Instructure, the parent company of the Canvas learning platform, said it reached an agreement with hackers who stole data in a breach that disrupted finals at many schools and threatened to leak information on 275 million people. The company did not disclose if a ransom was paid or identify the attacker, though the ShinyHunters group claimed responsibility and had set extortion deadlines. Instructure says the stolen data was returned and it received digital “shred logs” indicating copies were destroyed, while acknowledging there is no definitive way to verify deletion. The company is conducting forensic analysis, hardening systems, and reviewing the data involved; compromised items reportedly included names, emails, student IDs and messages.
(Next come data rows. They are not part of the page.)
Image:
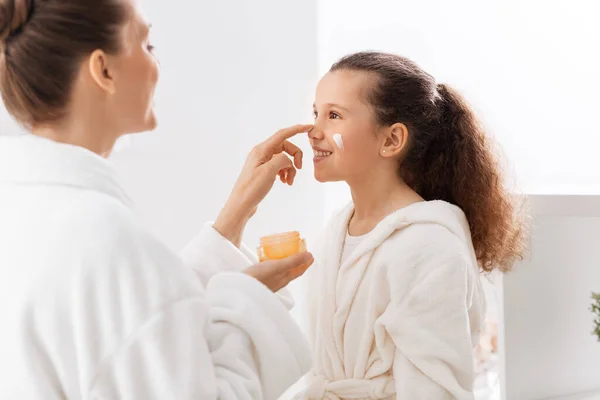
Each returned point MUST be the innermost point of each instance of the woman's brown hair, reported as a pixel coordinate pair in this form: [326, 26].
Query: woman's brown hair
[449, 157]
[43, 42]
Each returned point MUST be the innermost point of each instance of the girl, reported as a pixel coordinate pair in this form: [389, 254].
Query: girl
[397, 303]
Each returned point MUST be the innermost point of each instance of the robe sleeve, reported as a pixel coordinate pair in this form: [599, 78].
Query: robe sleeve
[210, 253]
[429, 325]
[233, 341]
Hackers tied to the ShinyHunters group have reportedly defaced Canvas login pages for several schools after claiming responsibility for a prior Instructure breach that exposed student names, emails, and teacher-student messages. TechCrunch observed altered login screens on three schools where attackers injected an HTML file displaying a message threatening to publish stolen data on May 12 unless Instructure pays a settlement. Instructure’s main site showed intermittent errors and Canvas displayed a maintenance notice; the company hasn’t commented. ShinyHunters says this is a separate compromise and has previously claimed data from nearly 9,000 schools affecting about 231 million people, signaling an escalation in its extortion campaign against education customers.
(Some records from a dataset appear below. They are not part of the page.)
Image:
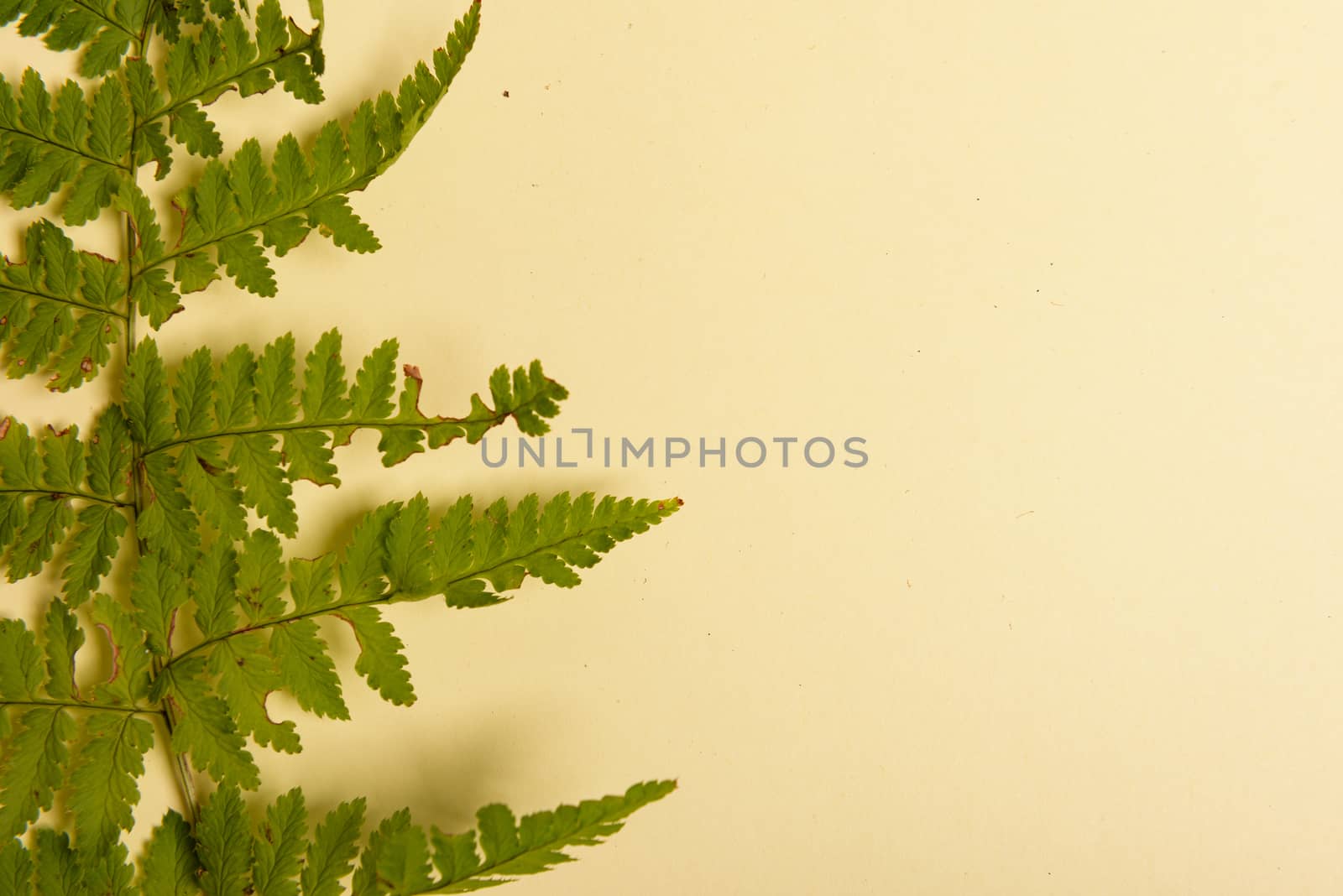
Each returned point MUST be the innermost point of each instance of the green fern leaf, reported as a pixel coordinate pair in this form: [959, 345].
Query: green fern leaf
[396, 553]
[104, 750]
[60, 310]
[15, 869]
[171, 866]
[206, 732]
[128, 685]
[332, 852]
[225, 844]
[34, 766]
[156, 591]
[107, 766]
[266, 432]
[104, 29]
[226, 210]
[58, 866]
[280, 847]
[396, 860]
[40, 482]
[51, 143]
[536, 844]
[64, 638]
Hackers affiliated with the ShinyHunters group allegedly defaced Canvas login pages for multiple schools after previously claiming a data breach at education tech provider Instructure. TechCrunch observed HTML injections on three schools’ portals displaying a message that threatened to publish stolen student data on May 12 unless Instructure negotiated a settlement. ShinyHunters had earlier publicized a breach and claimed data on roughly 231 million people across nearly 9,000 schools. Instructure’s main site showed partial availability and maintenance notices while the company had not commented. The incident highlights ongoing extortion tactics targeting edtech infrastructure and raises concerns about student privacy and the security of cloud-based learning platforms.